Thursday, April 25, 2024

Patty Nolan is all smiles at the Central Square senior center Tuesday night after she came in first in School Committee votes. Her fellow victorious challenger, Luc Schuster, at rear with glasses, watches cagily as numbers come in confirming his committee seat. Schuster’s election night gathering, which quickly turned into a victory party, was held at the Druid Pub in Inman square. (Photos: Schuyler Pisha)

Patty Nolan is all smiles at the Central Square senior center Tuesday night after she came in first in School Committee votes. Her fellow victorious challenger, Luc Schuster, at rear with glasses, watches cagily as numbers come in confirming his committee seat. Schuster’s election night gathering, which quickly turned into a victory party, was held at the Druid Pub in Inman square. (Photos: Schuyler Pisha)

Victory was especially sweet for School Committee challengers Luc Schuster and Patty Nolan in Tuesday’s election because they had to fight hard against tough incumbents on issues that seemed to be a focus of the entire community.

But it’s a mystery as to why they bumped two incumbents who stood for the same thing: reallocation of resources from the central administration to the classroom.

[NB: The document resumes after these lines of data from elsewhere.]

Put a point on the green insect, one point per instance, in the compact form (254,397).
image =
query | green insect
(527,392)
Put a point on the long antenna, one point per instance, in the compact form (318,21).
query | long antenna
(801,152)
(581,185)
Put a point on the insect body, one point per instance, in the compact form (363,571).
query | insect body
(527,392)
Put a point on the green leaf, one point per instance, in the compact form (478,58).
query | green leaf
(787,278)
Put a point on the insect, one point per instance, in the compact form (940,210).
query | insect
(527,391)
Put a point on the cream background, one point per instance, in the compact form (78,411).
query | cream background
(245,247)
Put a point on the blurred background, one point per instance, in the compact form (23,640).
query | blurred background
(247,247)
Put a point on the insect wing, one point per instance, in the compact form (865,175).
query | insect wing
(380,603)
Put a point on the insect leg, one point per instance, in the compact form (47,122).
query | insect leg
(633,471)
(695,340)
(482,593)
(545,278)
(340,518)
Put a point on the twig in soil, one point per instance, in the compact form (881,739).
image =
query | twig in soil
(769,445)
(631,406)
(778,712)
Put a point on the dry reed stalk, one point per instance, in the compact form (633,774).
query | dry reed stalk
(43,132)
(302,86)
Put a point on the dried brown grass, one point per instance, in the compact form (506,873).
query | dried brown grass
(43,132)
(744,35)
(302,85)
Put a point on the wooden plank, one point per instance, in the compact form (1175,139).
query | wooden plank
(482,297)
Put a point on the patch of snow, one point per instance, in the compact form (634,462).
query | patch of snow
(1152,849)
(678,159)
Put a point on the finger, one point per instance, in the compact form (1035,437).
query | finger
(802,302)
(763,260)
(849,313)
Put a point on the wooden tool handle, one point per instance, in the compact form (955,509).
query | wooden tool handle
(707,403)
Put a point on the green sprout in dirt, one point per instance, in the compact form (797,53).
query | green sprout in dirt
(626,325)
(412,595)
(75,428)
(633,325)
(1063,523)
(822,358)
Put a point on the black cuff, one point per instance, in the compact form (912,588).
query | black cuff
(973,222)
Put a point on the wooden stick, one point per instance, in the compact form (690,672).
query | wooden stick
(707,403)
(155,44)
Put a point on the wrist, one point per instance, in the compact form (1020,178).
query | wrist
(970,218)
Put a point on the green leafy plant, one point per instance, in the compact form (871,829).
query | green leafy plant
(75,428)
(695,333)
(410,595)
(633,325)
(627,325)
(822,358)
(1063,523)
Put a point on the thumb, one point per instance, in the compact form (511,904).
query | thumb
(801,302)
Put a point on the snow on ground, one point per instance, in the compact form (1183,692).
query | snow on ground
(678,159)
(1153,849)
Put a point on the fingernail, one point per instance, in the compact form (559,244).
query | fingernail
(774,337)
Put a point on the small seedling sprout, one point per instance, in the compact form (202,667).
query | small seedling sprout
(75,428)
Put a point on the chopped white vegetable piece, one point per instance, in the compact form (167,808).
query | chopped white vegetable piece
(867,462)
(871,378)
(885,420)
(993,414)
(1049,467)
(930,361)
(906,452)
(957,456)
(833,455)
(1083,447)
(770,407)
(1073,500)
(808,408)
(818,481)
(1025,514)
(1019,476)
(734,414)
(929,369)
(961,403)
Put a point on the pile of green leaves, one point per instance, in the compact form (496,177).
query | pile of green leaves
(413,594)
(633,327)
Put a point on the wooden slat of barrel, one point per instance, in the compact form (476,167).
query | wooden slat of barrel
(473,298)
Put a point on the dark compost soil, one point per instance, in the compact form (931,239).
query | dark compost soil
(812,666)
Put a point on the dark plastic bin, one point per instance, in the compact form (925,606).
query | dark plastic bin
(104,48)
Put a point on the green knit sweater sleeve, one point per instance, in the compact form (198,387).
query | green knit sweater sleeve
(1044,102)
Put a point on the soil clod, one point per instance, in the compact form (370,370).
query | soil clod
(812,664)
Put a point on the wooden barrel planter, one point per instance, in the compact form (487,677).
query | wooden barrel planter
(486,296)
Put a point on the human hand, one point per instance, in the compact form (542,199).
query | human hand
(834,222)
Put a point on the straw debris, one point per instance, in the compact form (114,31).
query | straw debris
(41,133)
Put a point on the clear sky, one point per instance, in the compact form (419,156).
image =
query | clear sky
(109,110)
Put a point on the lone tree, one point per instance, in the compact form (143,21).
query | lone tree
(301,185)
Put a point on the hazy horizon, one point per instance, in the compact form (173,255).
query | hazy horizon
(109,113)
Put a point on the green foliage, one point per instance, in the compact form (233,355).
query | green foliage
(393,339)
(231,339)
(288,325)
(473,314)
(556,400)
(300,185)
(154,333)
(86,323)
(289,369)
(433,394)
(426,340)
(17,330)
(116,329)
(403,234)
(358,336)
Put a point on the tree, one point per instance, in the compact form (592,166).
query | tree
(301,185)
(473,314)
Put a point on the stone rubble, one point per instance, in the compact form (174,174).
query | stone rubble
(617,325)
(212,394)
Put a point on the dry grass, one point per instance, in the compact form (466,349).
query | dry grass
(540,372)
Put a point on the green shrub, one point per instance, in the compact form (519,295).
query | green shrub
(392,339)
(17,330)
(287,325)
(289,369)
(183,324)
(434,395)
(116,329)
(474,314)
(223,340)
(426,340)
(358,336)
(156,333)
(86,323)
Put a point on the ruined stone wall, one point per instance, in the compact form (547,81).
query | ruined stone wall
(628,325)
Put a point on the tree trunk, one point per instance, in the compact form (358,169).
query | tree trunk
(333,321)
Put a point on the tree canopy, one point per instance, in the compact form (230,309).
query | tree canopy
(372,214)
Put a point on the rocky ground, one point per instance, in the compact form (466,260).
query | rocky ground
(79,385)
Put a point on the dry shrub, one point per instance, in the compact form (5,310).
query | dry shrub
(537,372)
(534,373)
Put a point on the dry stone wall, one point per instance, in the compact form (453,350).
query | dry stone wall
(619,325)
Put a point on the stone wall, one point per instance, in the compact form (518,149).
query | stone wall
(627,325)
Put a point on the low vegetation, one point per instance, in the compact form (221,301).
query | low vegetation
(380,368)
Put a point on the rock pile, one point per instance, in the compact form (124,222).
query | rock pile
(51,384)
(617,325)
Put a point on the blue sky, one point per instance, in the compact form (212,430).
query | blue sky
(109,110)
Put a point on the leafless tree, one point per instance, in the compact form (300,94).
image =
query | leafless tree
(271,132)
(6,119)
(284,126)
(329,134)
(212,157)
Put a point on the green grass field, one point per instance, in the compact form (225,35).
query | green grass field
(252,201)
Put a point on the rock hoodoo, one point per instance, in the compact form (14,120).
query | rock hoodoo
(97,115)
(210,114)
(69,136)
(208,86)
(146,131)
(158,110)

Nolan is a soccer mom who rode into the committee position on a wave of voter dissatisfaction with the schools; Schuster is a 25-year-old teacher who feels he captured the youth vote.

The common factor is that they both vow to cut administrative positions to put more resources in the classroom. Ousted incumbent Ben Lummis, a teacher himself, had said he would cut as many as 50 administrative positions and save more than $3 million on administrative costs if reelected.

Fellow ousted committee member Marc McGovern “was sending the same message as Patty and I,” Schuster said. “So it doesn’t make any sense.”

McGovern and Lummis, though, were initially elected by making the same promises as Nolan and Schuster, political pundit Robert Winters noted.

“Two years ago they were the challengers when voters were very unsatisfied. The irony is that they were now incumbents, and people are still dissatisfied with the schools,” Winters said.

Schuster said that as a teacher he has seen the difference of having well-funded classrooms, including money for teachers aides, and those without it.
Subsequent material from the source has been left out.